Мартин рассмеялся весело, но с некоторым усилием. День тянулся слишком долго, напряжение было слишком велико, и он очень страдал от наступившей реакции.
— Без сомнения, вы оба прекрасные врачи, — сказал он, — но если вы хоть немного интересуетесь мнением больного, разрешите вам сказать, что вы плохие диагносты. Собственно говоря, вы оба страдаете от той же болезни, которую, как вам кажется, вы нашли у меня. Что касается меня, то меня это не коснулось. Философия социализма, которая в полупереваренном виде бушует у вас в крови, прошла мимо меня.
— Умно, умно! — пробормотал судья. — Это отличный тактический прием поменяться местами с противником.

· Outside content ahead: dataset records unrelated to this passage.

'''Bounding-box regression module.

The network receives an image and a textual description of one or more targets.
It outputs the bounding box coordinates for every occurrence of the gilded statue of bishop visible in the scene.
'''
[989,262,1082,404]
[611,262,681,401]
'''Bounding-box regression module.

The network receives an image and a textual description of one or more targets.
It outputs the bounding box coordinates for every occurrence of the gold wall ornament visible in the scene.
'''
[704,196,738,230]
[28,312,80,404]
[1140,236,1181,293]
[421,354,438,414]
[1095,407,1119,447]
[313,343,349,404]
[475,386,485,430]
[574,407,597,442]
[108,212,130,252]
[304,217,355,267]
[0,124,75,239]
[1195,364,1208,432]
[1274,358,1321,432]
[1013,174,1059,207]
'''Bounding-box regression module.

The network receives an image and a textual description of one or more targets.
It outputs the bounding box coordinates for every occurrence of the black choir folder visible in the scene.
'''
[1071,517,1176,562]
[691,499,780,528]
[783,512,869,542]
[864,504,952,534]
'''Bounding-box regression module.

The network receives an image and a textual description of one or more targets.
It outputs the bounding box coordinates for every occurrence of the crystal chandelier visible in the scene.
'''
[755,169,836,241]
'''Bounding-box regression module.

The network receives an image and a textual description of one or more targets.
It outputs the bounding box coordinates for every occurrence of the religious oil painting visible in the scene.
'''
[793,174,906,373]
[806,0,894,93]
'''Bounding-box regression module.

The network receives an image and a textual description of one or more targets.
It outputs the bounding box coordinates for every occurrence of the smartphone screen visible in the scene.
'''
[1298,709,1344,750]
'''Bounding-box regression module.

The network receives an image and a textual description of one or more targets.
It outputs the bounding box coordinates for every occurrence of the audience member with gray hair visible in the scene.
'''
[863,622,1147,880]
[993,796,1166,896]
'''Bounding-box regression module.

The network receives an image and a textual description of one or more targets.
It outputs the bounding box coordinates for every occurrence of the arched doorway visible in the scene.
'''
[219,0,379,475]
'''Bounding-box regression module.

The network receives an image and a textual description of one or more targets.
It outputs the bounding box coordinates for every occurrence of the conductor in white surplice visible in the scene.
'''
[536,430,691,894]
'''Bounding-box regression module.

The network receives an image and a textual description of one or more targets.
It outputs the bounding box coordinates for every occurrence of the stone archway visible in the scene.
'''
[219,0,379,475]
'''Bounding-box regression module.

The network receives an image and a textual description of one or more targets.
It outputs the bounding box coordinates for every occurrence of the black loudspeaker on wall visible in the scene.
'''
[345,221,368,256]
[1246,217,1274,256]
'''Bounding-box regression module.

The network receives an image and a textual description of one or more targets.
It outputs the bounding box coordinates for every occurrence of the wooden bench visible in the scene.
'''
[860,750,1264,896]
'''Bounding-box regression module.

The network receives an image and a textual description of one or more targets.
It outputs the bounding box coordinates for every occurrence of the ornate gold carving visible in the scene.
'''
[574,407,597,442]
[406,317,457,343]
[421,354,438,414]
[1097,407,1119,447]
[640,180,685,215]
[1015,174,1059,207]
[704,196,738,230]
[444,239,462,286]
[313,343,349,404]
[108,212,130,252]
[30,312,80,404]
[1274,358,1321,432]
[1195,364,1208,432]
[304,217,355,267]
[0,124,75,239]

— Я говорю на основании ваших же слов. — Глаза у Мартина блестели, но он сдерживался. — Видите ли, господин судья, я слышал ваши речи во время выборной кампании. Каким-то образом вы убеждаете себя, будто вы верите в борьбу за существование и в выживание сильных, но вместе с тем вы изо всех сил принимаете и поддерживаете всевозможные меры, чтобы лишить этих сильных их силы.
— Молодой человек…
— Не забывайте, что я слышал ваши речи, — предостерег его Мартин. — Всем известна та позиция, которую вы заняли по вопросу о торговых сношениях между штатами; об урегулировании дел железнодорожного треста и компании «Стандарт-Ойл»; о сохранении лесов и по вопросу о введении тысячи других ограничительных мероприятий, всецело проникнутых духом социализма.

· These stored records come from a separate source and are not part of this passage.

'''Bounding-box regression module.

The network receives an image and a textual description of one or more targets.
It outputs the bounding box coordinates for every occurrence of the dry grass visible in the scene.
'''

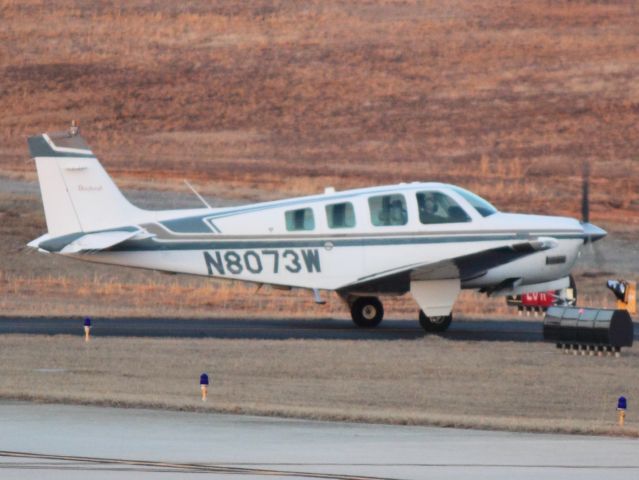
[0,335,639,436]
[0,0,639,226]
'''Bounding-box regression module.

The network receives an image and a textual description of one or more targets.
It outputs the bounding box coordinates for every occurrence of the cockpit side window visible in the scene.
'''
[326,202,355,228]
[284,208,315,232]
[452,187,497,217]
[416,192,471,225]
[368,194,408,227]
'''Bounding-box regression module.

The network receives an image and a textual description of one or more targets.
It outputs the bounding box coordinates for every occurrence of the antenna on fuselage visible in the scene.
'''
[581,160,590,223]
[184,178,213,208]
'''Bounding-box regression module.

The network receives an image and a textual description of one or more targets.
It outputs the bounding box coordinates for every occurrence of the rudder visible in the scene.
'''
[28,127,143,236]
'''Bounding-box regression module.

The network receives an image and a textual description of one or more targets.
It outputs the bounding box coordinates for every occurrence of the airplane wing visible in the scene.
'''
[340,237,557,292]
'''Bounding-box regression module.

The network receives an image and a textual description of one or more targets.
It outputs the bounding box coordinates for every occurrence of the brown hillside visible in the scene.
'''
[0,0,639,225]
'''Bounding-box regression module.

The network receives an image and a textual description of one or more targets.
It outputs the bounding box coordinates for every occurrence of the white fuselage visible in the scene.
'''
[66,183,584,293]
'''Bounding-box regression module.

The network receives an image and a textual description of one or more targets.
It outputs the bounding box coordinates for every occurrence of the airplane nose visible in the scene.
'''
[581,223,608,243]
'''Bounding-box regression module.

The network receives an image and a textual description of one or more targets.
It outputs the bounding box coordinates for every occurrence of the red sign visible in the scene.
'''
[521,290,555,308]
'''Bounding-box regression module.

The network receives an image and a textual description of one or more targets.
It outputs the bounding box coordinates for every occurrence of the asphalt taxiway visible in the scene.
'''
[0,402,639,480]
[0,316,639,342]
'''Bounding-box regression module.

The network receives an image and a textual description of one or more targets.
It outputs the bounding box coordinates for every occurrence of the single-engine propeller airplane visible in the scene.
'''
[23,125,606,332]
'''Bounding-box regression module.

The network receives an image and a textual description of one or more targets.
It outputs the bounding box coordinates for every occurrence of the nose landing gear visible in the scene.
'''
[419,310,453,332]
[351,297,384,328]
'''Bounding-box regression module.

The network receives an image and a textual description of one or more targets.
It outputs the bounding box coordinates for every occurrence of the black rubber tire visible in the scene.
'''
[351,297,384,328]
[419,310,453,332]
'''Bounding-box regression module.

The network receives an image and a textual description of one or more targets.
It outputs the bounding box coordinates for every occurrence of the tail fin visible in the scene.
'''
[28,127,143,236]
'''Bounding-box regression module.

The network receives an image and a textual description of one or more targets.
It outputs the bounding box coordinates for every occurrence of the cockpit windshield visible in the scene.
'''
[452,187,497,217]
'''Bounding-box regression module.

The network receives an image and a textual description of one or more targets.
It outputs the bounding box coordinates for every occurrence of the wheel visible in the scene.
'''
[555,275,577,307]
[419,310,453,332]
[351,297,384,328]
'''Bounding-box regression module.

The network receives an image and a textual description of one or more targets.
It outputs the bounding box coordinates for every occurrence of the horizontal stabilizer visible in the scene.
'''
[28,227,142,253]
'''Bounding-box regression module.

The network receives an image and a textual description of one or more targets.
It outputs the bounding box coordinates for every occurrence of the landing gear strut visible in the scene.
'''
[351,297,384,328]
[419,310,453,332]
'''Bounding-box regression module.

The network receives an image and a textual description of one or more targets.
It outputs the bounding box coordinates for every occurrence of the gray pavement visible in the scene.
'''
[0,316,552,342]
[0,316,639,342]
[0,402,639,480]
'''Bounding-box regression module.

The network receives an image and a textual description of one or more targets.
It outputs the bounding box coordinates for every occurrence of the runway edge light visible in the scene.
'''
[617,396,628,427]
[200,373,209,402]
[84,317,91,342]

— Вы хотите сказать, что не верите в необходимость урегулирования всех этих возмутительных проявлений произвола?
— Не в этом дело. Я хочу вам сказать, что вы — плохой диагност. Я хочу вам сказать, что я вовсе не заражен микробом социализма. Я хочу вам сказать, что вы страдаете от расслабляющего, разрушительного действия этого самого микроба. Что касается меня, то я закоренелый противник социализма, точно так же, как я являюсь закоренелым противником вашего излюбленного псевдодемократизма; он не что иное, как псевдосоциализм, прикрытый личиной разных терминов, которые на самом деле — стоит только заглянуть в словарь — имеют совершенно противоположное значение. Я реакционер, настолько убежденный и цельный, что мои взгляды непонятны для вас; вы живете, весь окутанный ложью общественных отношений, и не обладаете достаточно острым зрением, чтобы разглядеть что-либо сквозь это покрывало. Вы притворяетесь, будто верите в победу и господство сильных. А я на самом деле верю. Вот в чем разница! Когда я был немного моложе, на несколько месяцев моложе, я верил в то же, во что и вы. Видите ли, ваши идеи и идеи окружающих вас произвели на меня впечатление. Но торгаши и купцы, в лучшем случае, оказываются лишь малодушными и подлыми правителями; они целыми днями валяются и хрюкают в своем свином корыте, стараясь заграбастать побольше денег и нажиться. Я же, прошу вас заметить, вернулся к индивидуализму. Я — единственный индивидуалист из всех здесь сидящих. Я ничего не жду от государства; я верю в сильного человека, который один только может спасти государство от его гнили и ничтожества. Ницше был прав… Я не буду отнимать у вас время и объяснять вам, кто такой Ницше. Но он был прав. Мир принадлежит сильным, — тем сильным людям, которые в то же время не лишены благородства и которые не коснеют в свином корыте торгашества и спекуляции. Мир принадлежит истинно благородным представителям человеческой породы, белокурым дикарям, неспособным на компромиссы, тем, кто всегда говорит «да». Они съедят вас, социалистов, боящихся социализма и воображающих себя индивидуалистами. Ваша рабская мораль смиренных и униженных вас не спасет. О, для вас все это китайская грамота, я знаю и больше не буду надоедать вам. Но прошу вас запомнить одно: в Окленде вряд ли можно насчитать с полдюжины индивидуалистов, но в их числе — и Мартин Иден.
Он дал понять, что спор окончен, и обратился к Рут.
— Я измучен сегодня, — сказал он вполголоса. — Я хочу только любить, но не разговаривать.
Он пропустил мимо ушей слова мистера Морза, который сказал:
— Вы меня не переубедили. Все социалисты — иезуиты. По этому признаку их и узнают.
— Мы как-нибудь еще сделаем из вас доброго республиканца, — сказал судья Блоунт.